This markdown describes each field in the format "Datatype - [field description]".
-
When reading in data in Python, utilize "dtype" parameter of the "pd.read_csv()" command to retain proper formatting of string padded fields. The "dtype" parameter can be set equal to the "official_datatypes" dictionary provided below for every precinct file except for the individual state file for Texas. Texas provides voter turnout percentage statistics which were retained in the "votes" column, so "votes" will need to be read as float dtype for this individual file.
-
official_dtypes = {'precinct':str,'office':str, 'party_detailed':str, 'party_simplified':str,'mode':str,'votes':int, 'county_name':str, 'county_fips':str, 'jurisdiction_name':str,'jurisdiction_fips':str, 'candidate':str, 'district':str, 'dataverse':str,'year':int, 'stage':str, 'state':str, 'special':str, 'writein':str, 'state_po':str, 'state_fips':str, 'state_cen':str, 'state_ic':str, 'date':str, 'readme_check':str,'magnitude':int}
string - Identifier for the smallest election reporting unit of a state.
string - The field which contains the name of the elected position for the race.
string - The party name for the given entry. Propositions, amendments, and other referenda are left as blank "".
string - The party name for the given entry simplified to one of the following: DEMOCRAT, REPUBLICAN, LIBERTARIAN, OTHER, and NONPARTISAN. Propositions, amendments, and other referenda are left as blank "".
string - The voting mode for how the election results are reported. For results that do not offer disaggregation by mode, it will be "TOTAL". For other states that do offer the distinction, then some common entries might include: ABSENTEE, ELECTRONIC, ELECTION DAY, PROVISIONAL, ONE-STOP, etc.
int - The numeric value of votes for a given entry.
string - The name of the county.
NOTE: Will be empty for AK
string - The Census 5-digit code for a given county. Structured such that the first two digits are the state fips, and the last three digits are the county part of the fips. Each component is string padded such that if a state's or county's fip is one digit, i.e. AL, then padded such that it might take the form of "01020".
NOTE: Will be empty for AK
NOTE: Field will often be converted to an int when reading CSV, resulting in dropping of leading zeros. Specify datatype for this field when reading file to avoid.
string - The name for the jurisdiction. With the exception of New England states, Wisconsin, and Alaska, these will be the same as the county_name. For the New England states, these will be the town names.
NOTE: For AK, will be the state senate districts (1 - 40) for jurisdictions.
string - The fips code for the jurisdiction, which will be the same as the county fips for every state except New England states, Wisconsin, and Alaska. Just as with county fips, these varaibles are string padded, though the fips will be 10 digits.
NOTE: For AK, will be the state senate districts (1 - 40) for jurisdictions, taking form of 020SD
NOTE: Field will often be converted to an int when reading CSV, resulting in dropping of leading zeros. Specify datatype for this field when reading file to avoid.
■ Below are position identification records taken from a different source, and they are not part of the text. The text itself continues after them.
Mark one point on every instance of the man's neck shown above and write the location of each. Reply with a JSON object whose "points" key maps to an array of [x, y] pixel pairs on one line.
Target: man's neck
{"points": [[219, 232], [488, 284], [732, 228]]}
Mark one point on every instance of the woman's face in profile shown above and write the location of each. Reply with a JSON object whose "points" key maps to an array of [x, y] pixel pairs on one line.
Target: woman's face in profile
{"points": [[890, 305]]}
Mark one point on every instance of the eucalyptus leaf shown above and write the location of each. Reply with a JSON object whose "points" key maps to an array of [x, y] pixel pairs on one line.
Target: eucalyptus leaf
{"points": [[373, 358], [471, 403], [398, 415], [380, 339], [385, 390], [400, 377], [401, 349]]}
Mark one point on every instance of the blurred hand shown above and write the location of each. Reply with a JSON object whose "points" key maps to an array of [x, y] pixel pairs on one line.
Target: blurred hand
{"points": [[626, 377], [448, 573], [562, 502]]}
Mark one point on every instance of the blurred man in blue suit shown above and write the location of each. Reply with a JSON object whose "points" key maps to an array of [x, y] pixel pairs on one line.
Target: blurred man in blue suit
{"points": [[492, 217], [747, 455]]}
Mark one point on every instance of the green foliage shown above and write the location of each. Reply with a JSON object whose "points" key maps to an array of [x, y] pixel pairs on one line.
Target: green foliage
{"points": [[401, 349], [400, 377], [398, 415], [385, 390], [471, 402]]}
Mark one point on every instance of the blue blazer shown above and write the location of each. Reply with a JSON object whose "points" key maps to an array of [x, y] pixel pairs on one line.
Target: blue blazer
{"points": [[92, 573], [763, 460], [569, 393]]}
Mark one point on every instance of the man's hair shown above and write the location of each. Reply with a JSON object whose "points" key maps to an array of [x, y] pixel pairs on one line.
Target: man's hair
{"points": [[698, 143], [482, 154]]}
string - The candidate name.
NOTE: Retention elections include the name of the candidate and the yes/no option
string - The district identifier for the race, given that it is substate. If the district is a state legislative or U.S. House race, then the district is string padded to be 3 digits long and with zeroes, i.e. State Senate district 3 would be equal to "003". Other substate units (wards, seats, etc) with multiple level are included if given, i.e. State District Court of the Sixth district and seat C, would be "006, seat C". For candidates with state wide jurisdictions, district is "STATEWIDE". For races without district info, the field is left blank "".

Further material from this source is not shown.